UK and US Sign US$42bn Tech Pact to Boost AI and Cloud

The United Kingdom and the United States have signed a major transatlantic technology pact worth US$42 billion (£31 billion), reinforcing collaboration in AI, quantum computing and civil nuclear energy. Announced during US President Donald Trump’s state visit to the UK, the agreement – branded the "Tech Prosperity Deal" – aims to advance research, bolster energy resilience and accelerate digital infrastructure across both economies.
The signing was accompanied by pledges from leading US tech companies, including Microsoft, Nvidia, Google and CoreWeave, to expand their investment profiles in the UK.
The pact is seen as a significant commercial boost for the UK as Prime Minister Keir Starmer seeks to reverse years of weak economic growth and attract global capital.
Starmer’s drive to attract tech investment
Positioning the UK as a modern hub for innovation, Prime Minister Starmer said the pact has the potential to “shape the future of millions of people on both sides of the Atlantic” and support long-term prosperity, employment and energy security.
The Prime Minister is aiming to pitch the UK as a favourable environment for technology investment by leaning closer to the lighter regulatory stance of the US, contrasting with Europe’s more interventionist framework.
Despite disagreements in recent years – particularly around EU and UK measures on online safety and digital taxation – the discussions in London focused squarely on growth opportunities.
Washington remains the UK’s largest single trading partner and the commitments announced illustrate the scale of what Starmer hopes will be a new wave of investment-led growth.
Microsoft leads investment push
Microsoft’s US$30 billion (£22 billion) contribution represents the largest single corporate commitment under the pact.

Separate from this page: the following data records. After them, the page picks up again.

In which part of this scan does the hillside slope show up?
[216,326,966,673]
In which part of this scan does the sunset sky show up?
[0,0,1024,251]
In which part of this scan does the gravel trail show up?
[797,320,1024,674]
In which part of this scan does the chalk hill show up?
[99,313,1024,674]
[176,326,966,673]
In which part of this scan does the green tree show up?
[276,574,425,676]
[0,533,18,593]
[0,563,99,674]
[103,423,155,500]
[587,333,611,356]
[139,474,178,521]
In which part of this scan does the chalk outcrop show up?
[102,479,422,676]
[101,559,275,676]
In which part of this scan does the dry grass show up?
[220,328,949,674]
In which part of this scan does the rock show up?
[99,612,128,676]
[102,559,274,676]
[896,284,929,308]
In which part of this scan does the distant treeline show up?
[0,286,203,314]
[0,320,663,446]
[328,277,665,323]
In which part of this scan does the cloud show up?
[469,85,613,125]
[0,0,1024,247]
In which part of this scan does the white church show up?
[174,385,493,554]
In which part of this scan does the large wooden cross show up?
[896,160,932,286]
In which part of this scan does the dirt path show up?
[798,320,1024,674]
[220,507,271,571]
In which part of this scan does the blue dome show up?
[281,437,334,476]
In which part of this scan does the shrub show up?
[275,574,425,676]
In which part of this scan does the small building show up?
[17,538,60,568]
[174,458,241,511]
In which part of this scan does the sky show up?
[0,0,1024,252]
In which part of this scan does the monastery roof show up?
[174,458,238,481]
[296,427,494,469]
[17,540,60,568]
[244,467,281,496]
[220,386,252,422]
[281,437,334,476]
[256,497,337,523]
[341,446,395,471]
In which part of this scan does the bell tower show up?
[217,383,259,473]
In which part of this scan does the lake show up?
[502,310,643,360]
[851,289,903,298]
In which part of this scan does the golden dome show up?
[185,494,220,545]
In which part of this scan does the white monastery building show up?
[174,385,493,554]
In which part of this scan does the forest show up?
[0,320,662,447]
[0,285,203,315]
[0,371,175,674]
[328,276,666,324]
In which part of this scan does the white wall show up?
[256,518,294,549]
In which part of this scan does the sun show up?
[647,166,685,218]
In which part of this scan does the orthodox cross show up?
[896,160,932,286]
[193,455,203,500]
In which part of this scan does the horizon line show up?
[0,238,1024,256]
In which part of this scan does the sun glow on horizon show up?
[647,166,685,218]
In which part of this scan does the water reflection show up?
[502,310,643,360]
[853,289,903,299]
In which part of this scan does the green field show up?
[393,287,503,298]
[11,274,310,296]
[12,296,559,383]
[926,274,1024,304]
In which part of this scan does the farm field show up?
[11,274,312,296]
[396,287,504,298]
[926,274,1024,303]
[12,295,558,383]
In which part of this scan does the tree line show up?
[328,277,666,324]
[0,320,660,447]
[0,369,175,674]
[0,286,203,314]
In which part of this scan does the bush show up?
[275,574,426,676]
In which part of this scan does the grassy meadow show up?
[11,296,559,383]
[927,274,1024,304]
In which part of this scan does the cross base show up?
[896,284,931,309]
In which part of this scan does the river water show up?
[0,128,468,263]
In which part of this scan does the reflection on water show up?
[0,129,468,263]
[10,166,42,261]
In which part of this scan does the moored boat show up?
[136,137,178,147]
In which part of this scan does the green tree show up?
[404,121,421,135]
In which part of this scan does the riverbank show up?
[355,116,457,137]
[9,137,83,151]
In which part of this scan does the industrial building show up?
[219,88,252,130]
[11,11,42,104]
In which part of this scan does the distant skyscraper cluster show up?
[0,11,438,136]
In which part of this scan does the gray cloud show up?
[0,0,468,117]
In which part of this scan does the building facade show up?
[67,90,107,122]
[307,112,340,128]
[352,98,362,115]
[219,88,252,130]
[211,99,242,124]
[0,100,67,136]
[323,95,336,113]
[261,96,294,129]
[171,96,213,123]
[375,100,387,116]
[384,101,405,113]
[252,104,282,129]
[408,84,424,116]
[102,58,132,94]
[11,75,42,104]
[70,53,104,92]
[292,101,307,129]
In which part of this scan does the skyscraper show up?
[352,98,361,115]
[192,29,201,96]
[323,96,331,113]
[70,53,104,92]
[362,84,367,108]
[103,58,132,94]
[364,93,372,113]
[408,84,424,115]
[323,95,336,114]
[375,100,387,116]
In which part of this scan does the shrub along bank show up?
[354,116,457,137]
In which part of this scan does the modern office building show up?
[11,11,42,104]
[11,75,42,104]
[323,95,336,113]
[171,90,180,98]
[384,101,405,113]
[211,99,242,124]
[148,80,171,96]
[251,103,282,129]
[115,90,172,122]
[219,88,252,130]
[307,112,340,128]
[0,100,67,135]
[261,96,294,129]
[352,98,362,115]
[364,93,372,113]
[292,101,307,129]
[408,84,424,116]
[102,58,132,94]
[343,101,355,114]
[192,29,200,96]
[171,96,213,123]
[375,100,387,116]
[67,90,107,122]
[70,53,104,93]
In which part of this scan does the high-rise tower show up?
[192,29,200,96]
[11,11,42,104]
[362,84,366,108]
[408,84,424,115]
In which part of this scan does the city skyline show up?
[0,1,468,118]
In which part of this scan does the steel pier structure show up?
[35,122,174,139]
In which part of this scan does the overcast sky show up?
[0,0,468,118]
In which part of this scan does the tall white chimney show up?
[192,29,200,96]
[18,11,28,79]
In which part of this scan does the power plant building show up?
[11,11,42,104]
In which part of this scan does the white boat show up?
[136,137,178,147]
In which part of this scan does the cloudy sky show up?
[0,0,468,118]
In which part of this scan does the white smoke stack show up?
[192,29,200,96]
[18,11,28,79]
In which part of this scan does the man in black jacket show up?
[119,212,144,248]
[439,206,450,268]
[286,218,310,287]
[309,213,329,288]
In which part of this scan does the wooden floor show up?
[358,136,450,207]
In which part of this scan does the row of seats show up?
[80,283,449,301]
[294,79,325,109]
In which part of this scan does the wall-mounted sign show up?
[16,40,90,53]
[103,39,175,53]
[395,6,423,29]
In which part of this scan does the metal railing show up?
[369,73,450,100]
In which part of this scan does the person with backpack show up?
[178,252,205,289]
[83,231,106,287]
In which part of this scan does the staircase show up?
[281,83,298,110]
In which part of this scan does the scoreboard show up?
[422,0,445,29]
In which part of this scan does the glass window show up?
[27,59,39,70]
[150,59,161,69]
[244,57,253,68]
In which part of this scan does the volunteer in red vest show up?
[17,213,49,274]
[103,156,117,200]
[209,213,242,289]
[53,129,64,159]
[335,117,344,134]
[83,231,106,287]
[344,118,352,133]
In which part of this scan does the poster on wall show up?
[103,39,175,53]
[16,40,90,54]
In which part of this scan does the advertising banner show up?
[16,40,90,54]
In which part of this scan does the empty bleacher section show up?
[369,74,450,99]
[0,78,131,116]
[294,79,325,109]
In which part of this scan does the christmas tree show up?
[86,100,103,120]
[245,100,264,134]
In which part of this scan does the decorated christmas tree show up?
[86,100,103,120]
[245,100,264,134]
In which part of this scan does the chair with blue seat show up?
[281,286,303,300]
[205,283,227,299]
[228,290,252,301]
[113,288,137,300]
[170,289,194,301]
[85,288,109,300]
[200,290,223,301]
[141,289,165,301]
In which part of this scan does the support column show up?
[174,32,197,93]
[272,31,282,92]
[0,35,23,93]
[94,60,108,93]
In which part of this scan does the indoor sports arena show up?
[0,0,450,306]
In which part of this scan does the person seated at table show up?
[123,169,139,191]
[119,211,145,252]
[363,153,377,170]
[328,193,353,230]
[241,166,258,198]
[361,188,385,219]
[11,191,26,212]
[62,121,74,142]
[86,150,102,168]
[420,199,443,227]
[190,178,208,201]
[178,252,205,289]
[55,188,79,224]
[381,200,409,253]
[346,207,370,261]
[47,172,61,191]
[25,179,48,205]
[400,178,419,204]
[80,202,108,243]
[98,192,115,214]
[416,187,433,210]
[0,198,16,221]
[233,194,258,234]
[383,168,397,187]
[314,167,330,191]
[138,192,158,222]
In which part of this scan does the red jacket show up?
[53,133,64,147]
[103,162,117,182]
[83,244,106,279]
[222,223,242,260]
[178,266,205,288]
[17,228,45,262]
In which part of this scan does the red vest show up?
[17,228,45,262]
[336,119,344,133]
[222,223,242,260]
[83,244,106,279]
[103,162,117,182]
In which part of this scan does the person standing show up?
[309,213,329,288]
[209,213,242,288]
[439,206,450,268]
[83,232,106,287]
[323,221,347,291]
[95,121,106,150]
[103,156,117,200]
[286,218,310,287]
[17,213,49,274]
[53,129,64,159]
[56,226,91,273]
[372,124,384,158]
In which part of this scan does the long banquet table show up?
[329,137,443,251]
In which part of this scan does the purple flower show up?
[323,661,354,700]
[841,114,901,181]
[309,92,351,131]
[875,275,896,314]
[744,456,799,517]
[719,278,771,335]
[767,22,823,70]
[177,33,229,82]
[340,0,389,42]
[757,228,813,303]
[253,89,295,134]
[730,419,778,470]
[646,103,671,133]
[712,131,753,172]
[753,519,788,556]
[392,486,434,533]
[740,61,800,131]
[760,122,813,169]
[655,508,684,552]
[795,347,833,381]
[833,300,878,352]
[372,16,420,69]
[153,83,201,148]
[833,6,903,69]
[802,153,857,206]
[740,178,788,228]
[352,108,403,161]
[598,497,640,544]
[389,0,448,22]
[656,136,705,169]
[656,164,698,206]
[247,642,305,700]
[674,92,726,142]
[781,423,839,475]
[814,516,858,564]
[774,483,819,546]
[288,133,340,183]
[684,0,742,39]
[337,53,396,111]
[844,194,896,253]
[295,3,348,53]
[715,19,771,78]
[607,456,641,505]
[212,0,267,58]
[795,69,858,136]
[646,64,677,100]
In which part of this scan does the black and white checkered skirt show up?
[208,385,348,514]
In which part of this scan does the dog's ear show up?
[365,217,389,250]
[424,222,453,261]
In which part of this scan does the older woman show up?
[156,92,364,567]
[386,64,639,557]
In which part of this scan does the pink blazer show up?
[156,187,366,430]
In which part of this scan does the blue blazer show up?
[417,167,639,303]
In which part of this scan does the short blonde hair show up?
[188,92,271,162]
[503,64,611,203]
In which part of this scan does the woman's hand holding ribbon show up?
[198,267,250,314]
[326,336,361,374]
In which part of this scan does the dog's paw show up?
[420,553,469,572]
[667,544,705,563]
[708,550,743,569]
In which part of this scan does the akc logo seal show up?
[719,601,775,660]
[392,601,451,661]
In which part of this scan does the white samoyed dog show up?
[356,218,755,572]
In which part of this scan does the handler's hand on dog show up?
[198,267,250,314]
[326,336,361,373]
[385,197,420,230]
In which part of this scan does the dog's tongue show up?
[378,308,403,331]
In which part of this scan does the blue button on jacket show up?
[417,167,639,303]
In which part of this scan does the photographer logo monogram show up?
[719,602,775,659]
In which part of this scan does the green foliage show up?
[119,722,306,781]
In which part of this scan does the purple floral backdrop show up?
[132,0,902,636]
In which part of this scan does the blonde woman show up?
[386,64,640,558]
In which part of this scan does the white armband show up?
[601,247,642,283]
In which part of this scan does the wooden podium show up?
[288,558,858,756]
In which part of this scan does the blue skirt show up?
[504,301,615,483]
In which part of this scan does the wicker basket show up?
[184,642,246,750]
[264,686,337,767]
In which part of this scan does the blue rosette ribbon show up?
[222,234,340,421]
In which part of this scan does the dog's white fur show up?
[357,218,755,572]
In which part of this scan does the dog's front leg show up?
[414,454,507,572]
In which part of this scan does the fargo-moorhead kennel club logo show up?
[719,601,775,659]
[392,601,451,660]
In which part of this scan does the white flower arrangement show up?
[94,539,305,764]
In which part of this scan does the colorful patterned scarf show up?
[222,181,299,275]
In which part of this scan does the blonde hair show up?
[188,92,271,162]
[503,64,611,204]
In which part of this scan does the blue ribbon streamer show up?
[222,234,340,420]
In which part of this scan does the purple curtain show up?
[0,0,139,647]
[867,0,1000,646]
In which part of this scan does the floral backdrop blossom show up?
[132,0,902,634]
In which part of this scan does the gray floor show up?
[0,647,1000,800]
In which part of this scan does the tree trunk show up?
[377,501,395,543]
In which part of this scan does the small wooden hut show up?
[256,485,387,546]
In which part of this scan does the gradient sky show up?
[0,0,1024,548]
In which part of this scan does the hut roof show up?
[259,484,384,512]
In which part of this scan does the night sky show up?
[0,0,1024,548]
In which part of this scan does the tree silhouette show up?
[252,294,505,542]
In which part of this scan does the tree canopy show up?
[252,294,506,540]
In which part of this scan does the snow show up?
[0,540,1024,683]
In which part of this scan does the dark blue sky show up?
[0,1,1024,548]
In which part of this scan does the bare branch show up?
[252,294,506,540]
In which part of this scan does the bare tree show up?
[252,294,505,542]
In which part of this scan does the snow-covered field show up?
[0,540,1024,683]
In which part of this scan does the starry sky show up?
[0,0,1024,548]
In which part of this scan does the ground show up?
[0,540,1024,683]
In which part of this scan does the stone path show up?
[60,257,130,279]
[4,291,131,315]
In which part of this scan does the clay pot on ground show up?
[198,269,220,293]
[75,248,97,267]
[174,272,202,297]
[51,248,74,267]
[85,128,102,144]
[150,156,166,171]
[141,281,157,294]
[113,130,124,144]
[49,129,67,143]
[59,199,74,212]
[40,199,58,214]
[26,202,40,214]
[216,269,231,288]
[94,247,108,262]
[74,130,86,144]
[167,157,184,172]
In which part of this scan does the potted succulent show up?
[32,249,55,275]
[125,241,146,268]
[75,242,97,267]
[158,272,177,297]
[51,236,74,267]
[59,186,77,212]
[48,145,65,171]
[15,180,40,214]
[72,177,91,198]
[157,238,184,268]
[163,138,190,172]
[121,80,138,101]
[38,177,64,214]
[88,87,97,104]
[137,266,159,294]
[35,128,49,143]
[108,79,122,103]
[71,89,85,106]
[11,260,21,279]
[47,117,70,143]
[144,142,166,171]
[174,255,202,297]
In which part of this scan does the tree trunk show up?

The firm confirmed plans to establish the UK’s largest AI supercomputer in partnership with OpenAI and UK-based Nscale, deploying systems in Loughton, north-east London.
The initiative forms part of OpenAI’s wider Stargate project, tying the UK into one of the world’s most ambitious AI infrastructure programmes.
Satya Nadella, Microsoft’s chairman and CEO, said the investment reflects the company’s strategy to deepen its partnership with Britain: “We want to ensure that America remains a trusted and reliable tech partner for Britain.”
Brad Smith, Microsoft’s president, noted improved relations between the company and UK regulators, adding he felt “enormously better” since the Competition and Markets Authority resolved its concerns over Microsoft’s Activision Blizzard acquisition.
Nvidia deploys chips at scale
Chipmaker Nvidia announced its largest-ever European rollout, deploying 120,000 graphics processing units (GPUs) in the UK to advance AI and data-intensive workloads.
It further plans to introduce up to 60,000 Grace Blackwell Ultra chips in collaboration with Nscale, providing the computational foundation for the UK’s’s AI supercomputer.
David Hogan, vice president for enterprise at Nvidia, said: “These investments will truly make the UK an AI maker, not an AI taker.”
Google, CoreWeave and cloud expansion
Google confirmed a US$6.8 billion (£5 billion) commitment, including developing a new data centre in Waltham Cross, north of London, while maintaining long-term backing of AI research through its DeepMind lab.
Cloud computing specialist CoreWeave said its additional US$2 billion (£1.5 billion) investment would fund energy-efficient data centres in partnership with Scottish operator DataVita.
It takes its UK outlay to US$3.4 billion (£2.5 billion) and supports the wider drive toward sustainable, scalable cloud infrastructure.
Other companies pledging investment include Salesforce, Scale AI, BlackRock, Oracle and Amazon Web Services, enriching the ecosystem of transatlantic projects in data processing, digital platforms and enterprise solutions.
Towards a transatlantic digital alliance
The "Tech Prosperity Deal" serves not only as a boost to the UK’s investment credentials but as a political signal of closer coordination between London and Washington on frontier technology.
While Britain weighs its place between EU regulatory oversight and US free-market advocacy, the commitments from major US firms highlights the UK’s role as a testing ground for AI deployment, high-performance computing and multi-sector cloud adoption.
With the UK increasingly positioned as an Atlantic-facing innovation hub, the deal adds renewed significance to the technology dimension of the US-UK relationship, underlining a joint intent to harness AI and quantum computing for economic and scientific advantage.